2 min to complete
In ScyllaDB, as opposed to relational databases, the data model is based around the queries and not just around the domain entities. When creating the data model, we take into account both the conceptual data model and the application workflow: which queries will be performed by which users and how often.
One of the main goals of data modeling in ScyllaDB is to return results fast. To achieve that, we want:
- Even data distribution: data should be evenly spread across the cluster so that every node holds roughly the same amount of data. ScyllaDB determines which node should store the data based on hashing the partition key. Therefore, choosing a suitable partition key is crucial. More on this later on.

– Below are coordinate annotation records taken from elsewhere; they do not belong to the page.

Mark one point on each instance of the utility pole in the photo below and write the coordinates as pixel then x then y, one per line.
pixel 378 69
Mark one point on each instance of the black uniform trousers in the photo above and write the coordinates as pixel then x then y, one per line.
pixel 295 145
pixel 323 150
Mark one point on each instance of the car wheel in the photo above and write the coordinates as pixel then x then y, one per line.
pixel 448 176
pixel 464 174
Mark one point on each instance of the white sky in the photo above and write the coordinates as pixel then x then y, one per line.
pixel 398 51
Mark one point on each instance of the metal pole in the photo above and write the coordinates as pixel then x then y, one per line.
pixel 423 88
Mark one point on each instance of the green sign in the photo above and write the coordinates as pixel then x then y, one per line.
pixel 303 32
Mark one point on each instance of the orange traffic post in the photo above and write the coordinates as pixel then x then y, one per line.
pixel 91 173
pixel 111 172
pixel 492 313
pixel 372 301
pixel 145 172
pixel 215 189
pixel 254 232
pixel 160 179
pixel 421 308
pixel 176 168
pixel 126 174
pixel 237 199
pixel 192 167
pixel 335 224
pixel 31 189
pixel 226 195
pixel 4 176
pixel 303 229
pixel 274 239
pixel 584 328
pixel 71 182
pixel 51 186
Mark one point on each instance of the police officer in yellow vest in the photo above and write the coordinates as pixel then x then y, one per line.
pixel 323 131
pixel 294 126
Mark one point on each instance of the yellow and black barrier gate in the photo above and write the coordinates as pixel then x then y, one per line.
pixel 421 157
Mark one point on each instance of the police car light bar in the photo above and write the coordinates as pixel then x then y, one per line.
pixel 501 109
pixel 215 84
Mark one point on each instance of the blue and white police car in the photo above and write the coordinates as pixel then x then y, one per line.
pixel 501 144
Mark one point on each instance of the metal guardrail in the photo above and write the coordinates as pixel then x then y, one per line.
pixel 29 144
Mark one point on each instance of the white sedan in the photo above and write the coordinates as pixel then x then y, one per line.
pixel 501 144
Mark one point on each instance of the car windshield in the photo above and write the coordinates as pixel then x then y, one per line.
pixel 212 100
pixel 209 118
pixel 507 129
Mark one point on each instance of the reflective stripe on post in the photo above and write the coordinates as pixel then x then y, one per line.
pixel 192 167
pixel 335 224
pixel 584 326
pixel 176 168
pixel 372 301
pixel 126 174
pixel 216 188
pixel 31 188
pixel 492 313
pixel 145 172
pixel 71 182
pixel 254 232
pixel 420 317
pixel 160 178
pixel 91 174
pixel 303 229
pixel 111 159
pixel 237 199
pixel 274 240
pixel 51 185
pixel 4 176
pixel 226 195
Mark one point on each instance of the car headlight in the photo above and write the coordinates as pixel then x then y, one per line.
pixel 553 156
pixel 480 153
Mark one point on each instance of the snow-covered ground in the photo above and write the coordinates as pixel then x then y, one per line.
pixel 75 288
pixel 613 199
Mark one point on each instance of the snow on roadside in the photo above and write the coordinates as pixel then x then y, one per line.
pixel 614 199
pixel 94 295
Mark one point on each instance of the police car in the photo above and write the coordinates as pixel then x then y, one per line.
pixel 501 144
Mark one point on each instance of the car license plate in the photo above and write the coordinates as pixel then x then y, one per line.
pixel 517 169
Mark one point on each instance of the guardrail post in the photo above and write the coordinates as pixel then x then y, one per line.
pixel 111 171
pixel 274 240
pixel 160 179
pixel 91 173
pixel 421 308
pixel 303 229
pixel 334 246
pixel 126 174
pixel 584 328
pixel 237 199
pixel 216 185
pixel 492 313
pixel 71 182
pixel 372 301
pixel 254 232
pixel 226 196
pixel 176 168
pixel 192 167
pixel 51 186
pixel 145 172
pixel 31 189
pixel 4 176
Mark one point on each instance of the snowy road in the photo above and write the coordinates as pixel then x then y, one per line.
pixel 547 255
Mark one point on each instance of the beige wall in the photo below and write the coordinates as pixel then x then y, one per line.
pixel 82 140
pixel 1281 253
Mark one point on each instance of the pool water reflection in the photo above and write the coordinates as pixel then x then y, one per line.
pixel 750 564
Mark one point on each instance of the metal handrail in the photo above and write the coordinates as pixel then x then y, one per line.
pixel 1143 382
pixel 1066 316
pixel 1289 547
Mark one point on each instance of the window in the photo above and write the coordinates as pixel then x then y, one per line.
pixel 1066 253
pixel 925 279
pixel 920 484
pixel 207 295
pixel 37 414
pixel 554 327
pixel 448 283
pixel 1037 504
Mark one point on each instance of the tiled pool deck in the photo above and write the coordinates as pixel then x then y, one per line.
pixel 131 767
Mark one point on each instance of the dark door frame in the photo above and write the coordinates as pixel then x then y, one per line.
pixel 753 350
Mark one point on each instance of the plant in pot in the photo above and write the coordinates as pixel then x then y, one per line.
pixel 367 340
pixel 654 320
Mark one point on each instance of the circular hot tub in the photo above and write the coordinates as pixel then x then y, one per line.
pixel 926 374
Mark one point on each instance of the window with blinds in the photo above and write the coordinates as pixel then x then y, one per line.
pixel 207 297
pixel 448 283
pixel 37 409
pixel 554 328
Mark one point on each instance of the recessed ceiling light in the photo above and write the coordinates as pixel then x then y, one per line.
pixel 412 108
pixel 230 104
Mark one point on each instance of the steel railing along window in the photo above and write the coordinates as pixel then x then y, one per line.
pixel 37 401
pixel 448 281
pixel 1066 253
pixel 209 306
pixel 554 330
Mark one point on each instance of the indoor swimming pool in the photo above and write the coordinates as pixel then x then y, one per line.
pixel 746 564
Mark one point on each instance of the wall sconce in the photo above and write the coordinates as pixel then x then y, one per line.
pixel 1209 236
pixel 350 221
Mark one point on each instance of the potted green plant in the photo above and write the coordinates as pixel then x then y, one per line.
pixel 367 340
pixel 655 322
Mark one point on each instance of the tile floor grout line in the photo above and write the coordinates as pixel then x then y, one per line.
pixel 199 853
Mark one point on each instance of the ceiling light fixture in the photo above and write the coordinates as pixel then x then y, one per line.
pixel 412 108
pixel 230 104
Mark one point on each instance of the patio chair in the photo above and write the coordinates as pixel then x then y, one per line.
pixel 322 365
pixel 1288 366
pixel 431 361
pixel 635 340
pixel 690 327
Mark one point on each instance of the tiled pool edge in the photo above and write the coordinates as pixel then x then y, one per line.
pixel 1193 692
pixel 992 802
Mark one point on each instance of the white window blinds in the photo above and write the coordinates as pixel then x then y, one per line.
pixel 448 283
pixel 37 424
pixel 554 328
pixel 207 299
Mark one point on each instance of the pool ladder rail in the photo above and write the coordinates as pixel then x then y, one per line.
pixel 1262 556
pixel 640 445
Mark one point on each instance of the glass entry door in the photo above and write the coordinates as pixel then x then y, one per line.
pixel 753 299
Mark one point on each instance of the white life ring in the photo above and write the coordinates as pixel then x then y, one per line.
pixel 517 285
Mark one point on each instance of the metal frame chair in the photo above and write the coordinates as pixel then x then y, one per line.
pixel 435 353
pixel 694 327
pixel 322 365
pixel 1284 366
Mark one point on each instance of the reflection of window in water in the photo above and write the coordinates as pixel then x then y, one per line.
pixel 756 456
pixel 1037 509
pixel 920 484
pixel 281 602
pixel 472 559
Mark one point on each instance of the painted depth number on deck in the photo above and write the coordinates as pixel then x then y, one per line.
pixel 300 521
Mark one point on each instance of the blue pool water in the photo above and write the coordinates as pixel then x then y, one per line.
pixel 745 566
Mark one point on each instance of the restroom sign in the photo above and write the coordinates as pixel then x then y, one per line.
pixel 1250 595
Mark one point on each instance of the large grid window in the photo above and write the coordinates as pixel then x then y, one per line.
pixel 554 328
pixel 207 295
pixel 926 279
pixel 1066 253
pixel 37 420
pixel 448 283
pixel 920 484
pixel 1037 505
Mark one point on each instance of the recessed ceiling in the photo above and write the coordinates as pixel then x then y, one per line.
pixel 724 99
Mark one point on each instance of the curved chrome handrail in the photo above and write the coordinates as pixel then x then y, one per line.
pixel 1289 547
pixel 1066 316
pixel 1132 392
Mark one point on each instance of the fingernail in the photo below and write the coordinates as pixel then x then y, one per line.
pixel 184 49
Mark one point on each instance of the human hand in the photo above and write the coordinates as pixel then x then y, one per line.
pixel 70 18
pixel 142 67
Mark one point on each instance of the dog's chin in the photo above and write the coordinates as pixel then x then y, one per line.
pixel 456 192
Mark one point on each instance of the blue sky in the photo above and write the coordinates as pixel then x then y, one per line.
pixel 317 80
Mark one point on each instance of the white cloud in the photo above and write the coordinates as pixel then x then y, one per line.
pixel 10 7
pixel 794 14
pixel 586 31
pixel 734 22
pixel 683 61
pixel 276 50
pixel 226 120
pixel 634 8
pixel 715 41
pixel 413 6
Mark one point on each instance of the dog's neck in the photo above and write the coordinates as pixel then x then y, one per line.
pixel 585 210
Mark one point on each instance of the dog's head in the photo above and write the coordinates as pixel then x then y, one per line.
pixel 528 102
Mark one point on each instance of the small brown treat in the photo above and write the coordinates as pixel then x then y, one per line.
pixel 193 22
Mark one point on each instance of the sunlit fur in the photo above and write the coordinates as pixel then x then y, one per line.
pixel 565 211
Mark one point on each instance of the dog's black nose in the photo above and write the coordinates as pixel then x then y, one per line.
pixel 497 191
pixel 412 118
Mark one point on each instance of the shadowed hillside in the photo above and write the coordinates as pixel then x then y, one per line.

- To minimize the number of partitions accessed in a read query: To make reads faster, we’d ideally have all the data required in a read query stored in a single Table. Although it’s fine to duplicate data across tables, in terms of performance, it’s better if the data needed for a read query is in one table.
Things we should NOT focus on:
- Avoiding data duplication: To get efficient reads, we sometimes have to duplicate data. More about that and denormalization later in this lesson. In a later session, we learn how to avoid duplication in some cases using Secondary Indexes.
- Minimizing the number of writes: writes in ScyllaDB aren’t free, but they are very efficient and “cheap.” ScyllaDB is optimized for high write throughput. Reads, while still very fast, are usually more expensive than writes and are harder to fine-tune. We’d usually be ready to increase the number of writes to increase read efficiency. Keep in mind that the number of tables also affects consistency.
In this lesson and future lessons, we will use an example based around a Veterinary Clinic named 4Paws Clinic. In this clinic, each animal that is admitted has a connected heart rate monitor, which logs heart rate and other vital information every five seconds.